Matplotlib plt.legend is the go-to function for adding clear, informative legends to your Python plots. Used correctly, it helps viewers instantly identify which lines, markers, or colors correspond to specific data series.
By controlling labels, placement, and styling, plt.legend turns dense visualizations into audience-friendly stories. The following sections walk through common patterns, configuration options, and practical workflows that leverage the power of legends in Matplotlib.
| Parameter | Default | Description | Typical Use |
|---|---|---|---|
| labels | None | List of label texts for each artist. | Manual override when automatic detection is insufficient. |
| loc | 'best' | Location code or string for legend box placement. | Avoid overlapping key data regions. |
| ncol | 1 | Number of columns in the legend layout. | Compact horizontal arrangement for many entries. |
| frameon | True | Whether to draw a border around the legend. | Toggle for minimal or framed styles. |
| fontsize | Text size for legend entries. | Adjust readability for slides or publications. |
Basic Usage of plt.legend
Calling plt.legend without arguments automatically picks up labels from plot commands that include a label parameter.
For explicit control, pass a list of strings in the same order as the plotted artists. This approach is helpful when you need to normalize labeling across multiple subplots or layered commands.
Labeling and Handles
Using Handles and Labels Directly
plt.legend accepts handles and labels separately, which is useful when you want to reorder, filter, or combine artists from different axes. By supplying custom handles and labels, you gain fine-grained control over what appears in the legend and in which sequence.
Label Prop in Plot Commands
Set the label argument in plot, scatter, or bar calls, then invoke plt.legend to collect them automatically. This style keeps labeling close to data generation and reduces the chance of mismatched entries.
Positioning and Layout Control
Location Strategies
The loc parameter supports string codes like 'upper right', 'center left', and integer codes following the Matplotlib location schema. Choosing an appropriate location reduces occlusion of high-value regions and improves visual clarity.
Columns and Spacing
Use ncol to split entries into multiple columns, which saves vertical space and works well for dashboards or slides. Fine-tune border padding, column spacing, and font size to align the legend with your overall design language.
Styling and Aesthetics
Frame, Transparency, and Colors
Toggle frameon to show or hide the legend border, and adjust edgecolor, facecolor, and framealpha for stronger contrast or subtle integration. These options help the legend adapt to complex backgrounds or thematic color schemes.
Font and Marker Scaling
Control fontsize, labelspacing, and borderpad to balance compactness and readability. When markers dominate the legend, consider legend handlelength and handletextpad to keep markers informative without overcrowding the text.
Advanced Customization and Best Practices
- Match label order to the narrative you want viewers to follow.
- Test legibility on projected screens and printed pages, adjusting contrast accordingly.
- Use consistent naming across subplots to simplify comparison.
- Leverage bbox_to_anchor and loc together for precise placement.
- Consider transparent backgrounds for overlays on imagery or dense plots.
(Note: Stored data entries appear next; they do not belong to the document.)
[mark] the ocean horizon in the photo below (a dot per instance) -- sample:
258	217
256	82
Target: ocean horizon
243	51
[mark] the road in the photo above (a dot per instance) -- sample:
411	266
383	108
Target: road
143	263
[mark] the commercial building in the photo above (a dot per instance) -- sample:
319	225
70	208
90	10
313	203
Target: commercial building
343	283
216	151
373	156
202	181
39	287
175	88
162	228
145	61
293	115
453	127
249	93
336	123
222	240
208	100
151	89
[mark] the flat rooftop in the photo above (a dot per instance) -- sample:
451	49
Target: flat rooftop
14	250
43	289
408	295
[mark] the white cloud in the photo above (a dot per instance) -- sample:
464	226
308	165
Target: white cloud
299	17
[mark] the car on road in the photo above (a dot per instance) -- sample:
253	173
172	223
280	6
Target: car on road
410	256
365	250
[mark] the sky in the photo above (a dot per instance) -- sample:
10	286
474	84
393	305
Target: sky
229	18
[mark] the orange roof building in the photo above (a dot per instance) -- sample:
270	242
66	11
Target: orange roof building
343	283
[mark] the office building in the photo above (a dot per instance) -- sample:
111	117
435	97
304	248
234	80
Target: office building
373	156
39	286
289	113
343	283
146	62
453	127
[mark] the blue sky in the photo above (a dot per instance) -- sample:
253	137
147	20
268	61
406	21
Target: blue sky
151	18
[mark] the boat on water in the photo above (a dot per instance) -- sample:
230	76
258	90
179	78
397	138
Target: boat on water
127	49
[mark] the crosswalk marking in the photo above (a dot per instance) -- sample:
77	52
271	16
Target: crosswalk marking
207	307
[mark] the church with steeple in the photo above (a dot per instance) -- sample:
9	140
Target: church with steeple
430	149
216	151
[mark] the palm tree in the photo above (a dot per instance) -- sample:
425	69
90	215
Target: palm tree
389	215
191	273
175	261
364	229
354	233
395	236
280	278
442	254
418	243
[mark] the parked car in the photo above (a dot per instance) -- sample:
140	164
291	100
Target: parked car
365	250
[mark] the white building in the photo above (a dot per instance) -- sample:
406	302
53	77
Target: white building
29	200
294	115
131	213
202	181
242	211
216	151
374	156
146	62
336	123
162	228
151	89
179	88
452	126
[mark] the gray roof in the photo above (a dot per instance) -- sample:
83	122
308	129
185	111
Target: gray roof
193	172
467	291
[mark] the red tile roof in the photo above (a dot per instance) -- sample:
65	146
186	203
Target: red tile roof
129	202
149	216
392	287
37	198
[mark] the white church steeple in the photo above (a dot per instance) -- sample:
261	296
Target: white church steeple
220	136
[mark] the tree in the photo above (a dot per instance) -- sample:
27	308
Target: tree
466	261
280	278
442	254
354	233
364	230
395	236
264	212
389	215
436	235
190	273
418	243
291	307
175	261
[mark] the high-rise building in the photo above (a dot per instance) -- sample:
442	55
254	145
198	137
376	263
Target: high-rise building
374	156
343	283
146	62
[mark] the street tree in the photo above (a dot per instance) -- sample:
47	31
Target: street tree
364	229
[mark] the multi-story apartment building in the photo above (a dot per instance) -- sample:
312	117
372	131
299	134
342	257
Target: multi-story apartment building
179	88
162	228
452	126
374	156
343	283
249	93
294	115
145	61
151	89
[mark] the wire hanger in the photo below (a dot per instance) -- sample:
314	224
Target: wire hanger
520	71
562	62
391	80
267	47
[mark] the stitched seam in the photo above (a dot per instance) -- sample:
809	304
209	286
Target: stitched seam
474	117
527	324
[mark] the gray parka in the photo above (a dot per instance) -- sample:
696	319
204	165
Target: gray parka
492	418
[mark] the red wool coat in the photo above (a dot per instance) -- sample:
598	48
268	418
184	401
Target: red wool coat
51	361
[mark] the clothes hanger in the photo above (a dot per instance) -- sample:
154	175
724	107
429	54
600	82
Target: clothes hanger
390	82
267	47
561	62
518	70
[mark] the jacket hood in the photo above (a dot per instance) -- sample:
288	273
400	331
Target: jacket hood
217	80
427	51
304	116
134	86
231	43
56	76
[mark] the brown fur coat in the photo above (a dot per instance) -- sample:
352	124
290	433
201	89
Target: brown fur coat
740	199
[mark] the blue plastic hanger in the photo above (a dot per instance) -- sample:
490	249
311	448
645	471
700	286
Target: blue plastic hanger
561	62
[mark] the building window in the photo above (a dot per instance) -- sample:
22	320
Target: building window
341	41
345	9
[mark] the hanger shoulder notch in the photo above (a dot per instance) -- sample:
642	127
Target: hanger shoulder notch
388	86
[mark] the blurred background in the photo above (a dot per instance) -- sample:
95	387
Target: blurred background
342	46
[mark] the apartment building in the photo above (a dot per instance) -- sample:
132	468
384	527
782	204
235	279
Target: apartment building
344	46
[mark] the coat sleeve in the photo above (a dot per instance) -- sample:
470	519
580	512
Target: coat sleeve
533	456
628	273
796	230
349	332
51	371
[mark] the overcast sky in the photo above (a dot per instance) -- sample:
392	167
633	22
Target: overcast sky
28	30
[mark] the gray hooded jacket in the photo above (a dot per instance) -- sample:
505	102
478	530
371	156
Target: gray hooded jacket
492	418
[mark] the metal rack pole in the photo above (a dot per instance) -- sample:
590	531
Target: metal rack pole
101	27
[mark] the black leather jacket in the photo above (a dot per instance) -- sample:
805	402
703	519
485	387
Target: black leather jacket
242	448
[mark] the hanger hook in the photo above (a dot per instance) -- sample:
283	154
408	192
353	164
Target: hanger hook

- Document custom legend logic in your code to ease future maintenance.
FAQ
Reader questions
How do I place the legend outside the plotting area?
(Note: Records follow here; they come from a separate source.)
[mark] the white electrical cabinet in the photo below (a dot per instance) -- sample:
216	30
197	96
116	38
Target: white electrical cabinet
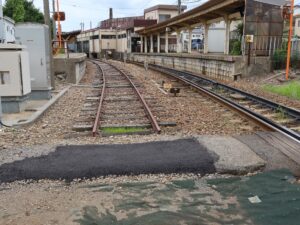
36	38
14	71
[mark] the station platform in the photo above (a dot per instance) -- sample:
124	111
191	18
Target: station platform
71	66
214	65
33	109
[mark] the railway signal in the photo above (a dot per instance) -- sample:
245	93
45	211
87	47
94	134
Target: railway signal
288	61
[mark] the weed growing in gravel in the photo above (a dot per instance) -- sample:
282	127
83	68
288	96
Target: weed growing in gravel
122	130
291	89
281	113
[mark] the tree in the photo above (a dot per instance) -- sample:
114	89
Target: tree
22	11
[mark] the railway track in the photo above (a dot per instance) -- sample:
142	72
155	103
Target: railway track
121	107
267	114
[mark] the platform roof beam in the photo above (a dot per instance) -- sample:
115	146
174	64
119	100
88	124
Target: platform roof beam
211	11
158	42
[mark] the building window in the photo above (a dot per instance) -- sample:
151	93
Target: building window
94	37
108	36
4	78
163	17
120	36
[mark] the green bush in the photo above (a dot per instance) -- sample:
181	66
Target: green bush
235	47
279	59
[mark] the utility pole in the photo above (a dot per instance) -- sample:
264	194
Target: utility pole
48	22
179	7
54	22
288	61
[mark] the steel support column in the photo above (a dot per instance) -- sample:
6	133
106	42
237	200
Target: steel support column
178	48
167	42
190	40
206	26
146	45
142	43
227	35
151	43
158	43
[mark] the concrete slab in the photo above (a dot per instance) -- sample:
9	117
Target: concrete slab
89	161
33	110
232	156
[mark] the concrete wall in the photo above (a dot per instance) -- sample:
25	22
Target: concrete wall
9	30
73	67
214	66
1	24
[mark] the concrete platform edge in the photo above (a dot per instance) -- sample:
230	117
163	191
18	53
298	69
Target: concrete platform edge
41	112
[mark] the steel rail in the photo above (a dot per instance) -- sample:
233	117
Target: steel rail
263	101
147	109
255	117
97	119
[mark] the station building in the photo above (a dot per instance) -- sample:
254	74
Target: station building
164	37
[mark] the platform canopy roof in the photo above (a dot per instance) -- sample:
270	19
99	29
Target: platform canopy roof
210	12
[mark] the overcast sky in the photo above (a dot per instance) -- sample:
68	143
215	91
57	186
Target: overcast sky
94	11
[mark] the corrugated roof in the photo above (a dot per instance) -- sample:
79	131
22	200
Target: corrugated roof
164	7
273	2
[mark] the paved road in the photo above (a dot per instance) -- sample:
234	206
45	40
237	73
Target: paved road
70	162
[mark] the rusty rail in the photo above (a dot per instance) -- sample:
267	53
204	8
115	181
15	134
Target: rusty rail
152	119
97	119
154	123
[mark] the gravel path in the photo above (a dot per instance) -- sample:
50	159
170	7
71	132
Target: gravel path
255	85
193	113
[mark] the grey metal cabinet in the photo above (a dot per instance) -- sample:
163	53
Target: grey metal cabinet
36	38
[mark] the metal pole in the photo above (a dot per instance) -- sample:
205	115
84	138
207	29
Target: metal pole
59	26
53	21
47	22
249	53
289	41
179	6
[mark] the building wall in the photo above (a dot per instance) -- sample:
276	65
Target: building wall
154	15
1	23
101	40
9	30
297	26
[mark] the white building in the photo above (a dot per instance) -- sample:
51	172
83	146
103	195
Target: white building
1	24
162	12
7	28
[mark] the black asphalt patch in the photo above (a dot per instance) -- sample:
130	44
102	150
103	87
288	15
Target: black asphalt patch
89	161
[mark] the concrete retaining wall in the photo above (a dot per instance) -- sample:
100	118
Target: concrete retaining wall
214	66
73	67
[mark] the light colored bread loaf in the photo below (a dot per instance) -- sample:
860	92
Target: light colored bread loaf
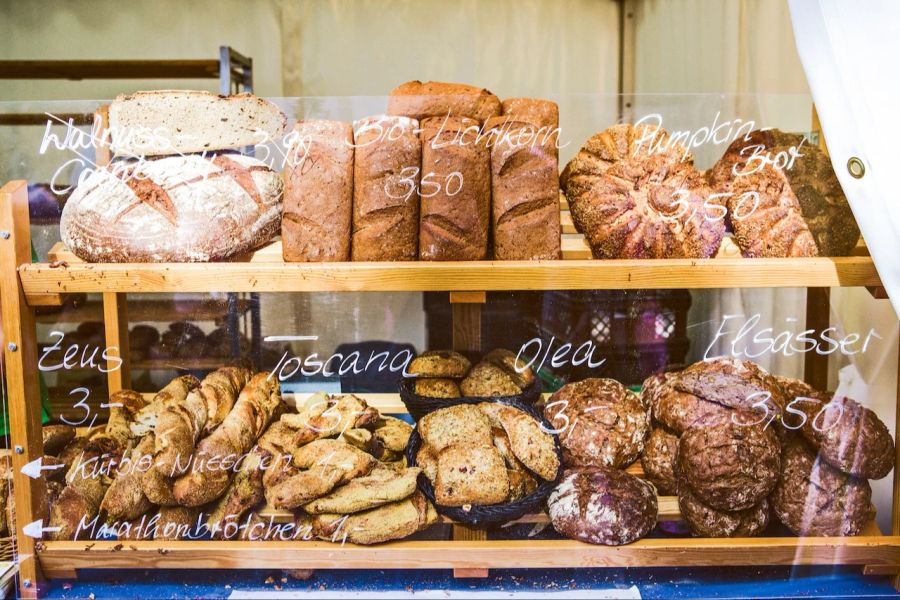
318	193
176	209
387	160
438	99
456	190
180	121
524	190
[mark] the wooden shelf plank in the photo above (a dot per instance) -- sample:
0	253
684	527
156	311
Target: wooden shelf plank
264	271
59	558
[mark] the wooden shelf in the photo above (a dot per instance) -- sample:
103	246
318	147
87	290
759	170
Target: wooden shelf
61	559
264	270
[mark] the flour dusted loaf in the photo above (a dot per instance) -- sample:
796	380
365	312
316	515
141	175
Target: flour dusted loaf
318	193
175	209
387	159
602	506
166	122
729	466
801	208
525	191
600	422
455	189
633	202
439	99
814	498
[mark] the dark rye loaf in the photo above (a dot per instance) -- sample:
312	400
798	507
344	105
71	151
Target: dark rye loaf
318	193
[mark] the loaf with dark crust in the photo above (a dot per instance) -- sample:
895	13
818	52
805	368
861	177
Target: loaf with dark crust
386	163
658	460
318	193
706	521
600	422
524	191
802	210
729	466
633	202
602	506
814	498
455	189
439	99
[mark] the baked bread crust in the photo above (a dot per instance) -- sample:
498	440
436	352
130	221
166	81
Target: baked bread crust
729	466
814	498
600	422
602	506
175	209
625	199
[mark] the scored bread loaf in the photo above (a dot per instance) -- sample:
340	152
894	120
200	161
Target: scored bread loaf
387	159
456	190
251	414
524	190
318	193
175	209
439	99
181	121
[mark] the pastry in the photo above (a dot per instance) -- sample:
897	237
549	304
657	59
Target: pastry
318	193
600	505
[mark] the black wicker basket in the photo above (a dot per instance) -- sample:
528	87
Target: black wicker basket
490	515
419	406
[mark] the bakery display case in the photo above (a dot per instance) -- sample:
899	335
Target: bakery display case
319	204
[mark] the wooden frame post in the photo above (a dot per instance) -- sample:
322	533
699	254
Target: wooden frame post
22	387
465	310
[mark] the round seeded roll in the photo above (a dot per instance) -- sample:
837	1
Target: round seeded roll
602	506
814	498
729	466
601	423
658	460
706	521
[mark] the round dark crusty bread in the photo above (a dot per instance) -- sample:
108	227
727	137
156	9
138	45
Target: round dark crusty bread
174	209
599	505
802	210
658	460
814	498
602	423
728	465
705	521
848	436
624	197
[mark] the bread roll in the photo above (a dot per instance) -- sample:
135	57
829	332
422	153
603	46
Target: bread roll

Use bbox_to_anchor with loc to position the legend outside axes, for example plt.legend(loc='center left', bbox_to_anchor=(1, 0.5)). Combine this with adjusted subplot parameters to ensure the legend remains fully visible.
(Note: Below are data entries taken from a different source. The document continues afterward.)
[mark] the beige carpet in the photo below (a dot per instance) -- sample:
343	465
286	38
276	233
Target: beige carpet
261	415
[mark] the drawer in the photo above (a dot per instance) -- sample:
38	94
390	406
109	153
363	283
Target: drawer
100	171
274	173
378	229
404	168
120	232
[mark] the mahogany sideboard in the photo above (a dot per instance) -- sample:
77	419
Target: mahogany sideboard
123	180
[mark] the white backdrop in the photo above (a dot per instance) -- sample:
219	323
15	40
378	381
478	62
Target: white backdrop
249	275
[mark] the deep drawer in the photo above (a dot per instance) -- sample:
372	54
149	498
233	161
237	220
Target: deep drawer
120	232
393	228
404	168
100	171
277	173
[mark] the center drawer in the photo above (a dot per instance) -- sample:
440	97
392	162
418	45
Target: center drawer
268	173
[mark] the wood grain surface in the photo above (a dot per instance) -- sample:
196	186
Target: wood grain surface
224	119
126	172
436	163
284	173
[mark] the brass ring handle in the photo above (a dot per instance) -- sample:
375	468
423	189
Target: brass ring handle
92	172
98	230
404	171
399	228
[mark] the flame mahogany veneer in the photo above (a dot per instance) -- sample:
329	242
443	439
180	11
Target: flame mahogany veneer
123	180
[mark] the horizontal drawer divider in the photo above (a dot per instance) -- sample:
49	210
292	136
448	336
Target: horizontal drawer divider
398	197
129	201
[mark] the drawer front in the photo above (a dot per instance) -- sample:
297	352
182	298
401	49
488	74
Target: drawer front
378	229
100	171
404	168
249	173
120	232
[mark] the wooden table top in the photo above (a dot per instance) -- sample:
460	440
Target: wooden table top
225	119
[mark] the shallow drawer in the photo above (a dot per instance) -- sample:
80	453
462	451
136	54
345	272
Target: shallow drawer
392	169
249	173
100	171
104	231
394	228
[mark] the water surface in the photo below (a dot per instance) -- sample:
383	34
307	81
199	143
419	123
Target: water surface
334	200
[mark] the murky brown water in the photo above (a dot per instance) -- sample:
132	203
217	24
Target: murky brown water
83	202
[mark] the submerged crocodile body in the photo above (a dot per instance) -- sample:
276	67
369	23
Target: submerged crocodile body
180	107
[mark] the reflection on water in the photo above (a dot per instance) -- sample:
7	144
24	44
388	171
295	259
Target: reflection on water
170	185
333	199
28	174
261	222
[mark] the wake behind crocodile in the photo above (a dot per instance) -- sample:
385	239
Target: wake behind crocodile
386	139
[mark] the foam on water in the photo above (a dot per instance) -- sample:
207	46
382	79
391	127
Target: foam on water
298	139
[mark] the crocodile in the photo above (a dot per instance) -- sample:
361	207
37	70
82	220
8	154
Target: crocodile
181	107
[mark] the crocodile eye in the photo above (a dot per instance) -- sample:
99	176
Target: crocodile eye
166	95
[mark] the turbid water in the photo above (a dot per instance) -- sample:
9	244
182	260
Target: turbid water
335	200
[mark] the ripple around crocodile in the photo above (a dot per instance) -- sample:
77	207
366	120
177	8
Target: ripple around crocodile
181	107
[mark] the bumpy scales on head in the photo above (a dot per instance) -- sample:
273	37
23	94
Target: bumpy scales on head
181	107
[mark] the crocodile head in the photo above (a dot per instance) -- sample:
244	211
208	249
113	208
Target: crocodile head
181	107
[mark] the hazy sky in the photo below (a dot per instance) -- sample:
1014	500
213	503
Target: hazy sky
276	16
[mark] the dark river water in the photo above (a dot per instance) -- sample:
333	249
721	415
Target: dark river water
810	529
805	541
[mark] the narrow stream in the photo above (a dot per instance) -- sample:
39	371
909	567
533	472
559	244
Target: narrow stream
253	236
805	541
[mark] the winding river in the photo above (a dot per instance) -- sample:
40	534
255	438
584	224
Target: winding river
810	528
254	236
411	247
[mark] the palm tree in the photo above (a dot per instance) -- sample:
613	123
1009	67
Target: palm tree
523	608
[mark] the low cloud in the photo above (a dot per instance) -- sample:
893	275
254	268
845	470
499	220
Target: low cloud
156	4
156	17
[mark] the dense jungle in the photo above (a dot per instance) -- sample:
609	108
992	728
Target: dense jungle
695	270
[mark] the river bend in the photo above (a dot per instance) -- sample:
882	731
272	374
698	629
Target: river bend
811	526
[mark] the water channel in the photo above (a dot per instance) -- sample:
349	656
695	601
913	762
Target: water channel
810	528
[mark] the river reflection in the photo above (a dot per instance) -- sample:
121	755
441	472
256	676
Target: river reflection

Can I create multiple legends on the same axes?
Yes, add the first legend to an axes object, then create a second legend and call set_zorder to layer them, or use legend.remove to replace it selectively. Managing zorder and axes patches helps avoid visual conflicts.
What happens if I omit labels in my plot commands?
plt.legend falls back to automatic labels, which often produce empty entries labeled '_nolegend_' if no label was set. Explicitly passing labels to plot or supplying them directly to legend prevents confusing placeholders.
How can I keep the legend readable with many entries?
Switch to multiple columns via ncol, reduce font size, or group related series into a single annotated entry. Strategic filtering using custom handles and labels can also declutter dense visualizations.